I worked at a place once (a kmart) where they had drilled the tanklid and bolted it down to some stainless epoxied in the tank. I can't imagine how many tanklids they busted to dill one correctly?


----------



## gear junkie (Jun 20, 2008)

Guess someone doesn't want an upper decker happening again.


----------



## plbgbiz (Aug 27, 2010)

Gettinit said:


> I would love to hear the actual reason behind it.


Sloan valves have been a popular target for thieves around here for a couple of years.


----------



## AKdaplumba (Jan 12, 2010)

plbgbiz said:


> Sloan valves have been a popular target for thieves around here for a couple of years.


they take them for replacement parts or recycling?


----------



## Gettinit (May 9, 2012)

plbgbiz said:


> Sloan valves have been a popular target for thieves around here for a couple of years.


People around here don't touch them to flush. I am not sure which is worse.


----------



## SewerRatz (Apr 25, 2009)

deerslayer said:


> I worked at a place once (a kmart) where they had drilled the tanklid and bolted it down to some stainless epoxied in the tank. I can't imagine how many tanklids they busted to dill one correctly?

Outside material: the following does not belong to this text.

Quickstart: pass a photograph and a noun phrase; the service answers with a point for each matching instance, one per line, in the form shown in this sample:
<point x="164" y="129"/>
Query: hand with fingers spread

They make water closets that have a screw down lid. I come across them a lot around here.


----------



## plbgbiz (Aug 27, 2010)

AKdaplumba said:


> they take them for replacement parts or recycling?


Scrap brass.


----------



## UN1TED-WE-PLUMB (Oct 3, 2012)

AKdaplumba said:


> they take them for replacement parts or recycling?


They want the diaphragms


----------